Harry Churchill Beet VC (1 April 1873 – 10 January 1946) was an English recipient of the Victoria Cross, the highest and most prestigious award for gallantry in the face of the enemy that can be awarded to British and Commonwealth forces.

Beet was 27 years old, and a corporal in the 1st Battalion, Derbyshire Regiment, British Army during the Second Boer War when the following deed took place on 22 April 1900 at Wakkerstroom, South Africa, for which he was awarded the VC:

At Wakkerstroom, on the 22nd April, 1900, No. 2 Mounted Infantry Company, 1st Battalion Derbyshire Regiment, with two squadrons, Imperial Yeomanry, had to retire from near a farm, under a ridge held by Boers. Corporal Burnett, Imperial Yeomanry, was left on the ground wounded, and Corporal Beet, on seeing him, remained behind and placed him under cover, bound up his wounds, and by firing prevented the Boers from coming down to the farm till dark, when Doctor Wilson, Imperial Yeomanry, came to the wounded man's assistance. The retirement was carried out under a very heavy fire, and Corporal Beet was exposed to fire during the whole afternoon.

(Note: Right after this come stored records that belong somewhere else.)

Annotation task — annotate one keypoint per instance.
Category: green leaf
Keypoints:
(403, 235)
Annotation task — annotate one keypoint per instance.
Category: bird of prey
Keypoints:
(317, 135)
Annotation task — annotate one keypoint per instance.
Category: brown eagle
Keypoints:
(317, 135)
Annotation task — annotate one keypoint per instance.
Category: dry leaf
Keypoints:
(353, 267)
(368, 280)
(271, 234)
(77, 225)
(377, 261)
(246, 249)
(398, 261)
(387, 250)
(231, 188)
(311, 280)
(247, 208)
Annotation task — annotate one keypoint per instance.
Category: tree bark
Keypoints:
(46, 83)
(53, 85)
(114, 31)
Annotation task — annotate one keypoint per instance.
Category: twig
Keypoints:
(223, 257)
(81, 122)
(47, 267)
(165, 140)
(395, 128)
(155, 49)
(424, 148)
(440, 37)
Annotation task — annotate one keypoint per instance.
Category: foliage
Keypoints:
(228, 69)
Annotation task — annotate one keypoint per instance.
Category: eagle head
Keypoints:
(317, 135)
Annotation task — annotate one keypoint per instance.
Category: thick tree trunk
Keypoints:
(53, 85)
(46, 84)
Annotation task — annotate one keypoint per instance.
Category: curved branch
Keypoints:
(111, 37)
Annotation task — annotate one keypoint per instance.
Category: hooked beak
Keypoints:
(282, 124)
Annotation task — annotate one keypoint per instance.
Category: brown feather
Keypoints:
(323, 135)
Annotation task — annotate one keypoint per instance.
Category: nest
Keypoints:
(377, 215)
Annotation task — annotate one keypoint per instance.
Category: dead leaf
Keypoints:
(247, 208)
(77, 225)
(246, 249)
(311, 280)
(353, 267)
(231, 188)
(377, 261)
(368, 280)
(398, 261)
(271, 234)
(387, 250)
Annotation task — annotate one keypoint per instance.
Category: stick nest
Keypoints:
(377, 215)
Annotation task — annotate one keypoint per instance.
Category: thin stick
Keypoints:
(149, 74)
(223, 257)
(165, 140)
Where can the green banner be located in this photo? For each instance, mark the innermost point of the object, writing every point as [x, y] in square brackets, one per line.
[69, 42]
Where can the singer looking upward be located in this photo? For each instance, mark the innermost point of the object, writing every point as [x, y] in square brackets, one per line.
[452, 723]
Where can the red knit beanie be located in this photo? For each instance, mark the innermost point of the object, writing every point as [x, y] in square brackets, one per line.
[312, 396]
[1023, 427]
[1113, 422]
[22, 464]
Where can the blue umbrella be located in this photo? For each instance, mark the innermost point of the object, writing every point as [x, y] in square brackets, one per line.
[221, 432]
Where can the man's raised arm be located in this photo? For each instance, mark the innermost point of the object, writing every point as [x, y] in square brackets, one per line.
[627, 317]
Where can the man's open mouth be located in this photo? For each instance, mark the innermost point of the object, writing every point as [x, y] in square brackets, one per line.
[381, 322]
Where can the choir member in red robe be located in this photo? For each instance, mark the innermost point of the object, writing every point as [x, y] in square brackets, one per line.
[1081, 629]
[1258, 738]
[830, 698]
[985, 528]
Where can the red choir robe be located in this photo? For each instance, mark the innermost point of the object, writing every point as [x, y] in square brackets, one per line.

He stayed in South Africa until after the war had ended in June 1902, and returned to the United Kingdom on the SS Syria in September that year. On his return to his hometown Long Eaton, Derbyshire, his townsmen gave him what was reported as a ″great reception″.

He later achieved the rank of captain. He later emigrated to Saskatchewan, Canada, where he fought with the Canadian Expeditionary Force in World War I. In 1936 he settled in Vancouver where he remained until his death.

His Victoria Cross is displayed at the Sherwood Foresters Museum, The Castle, Nottingham, England.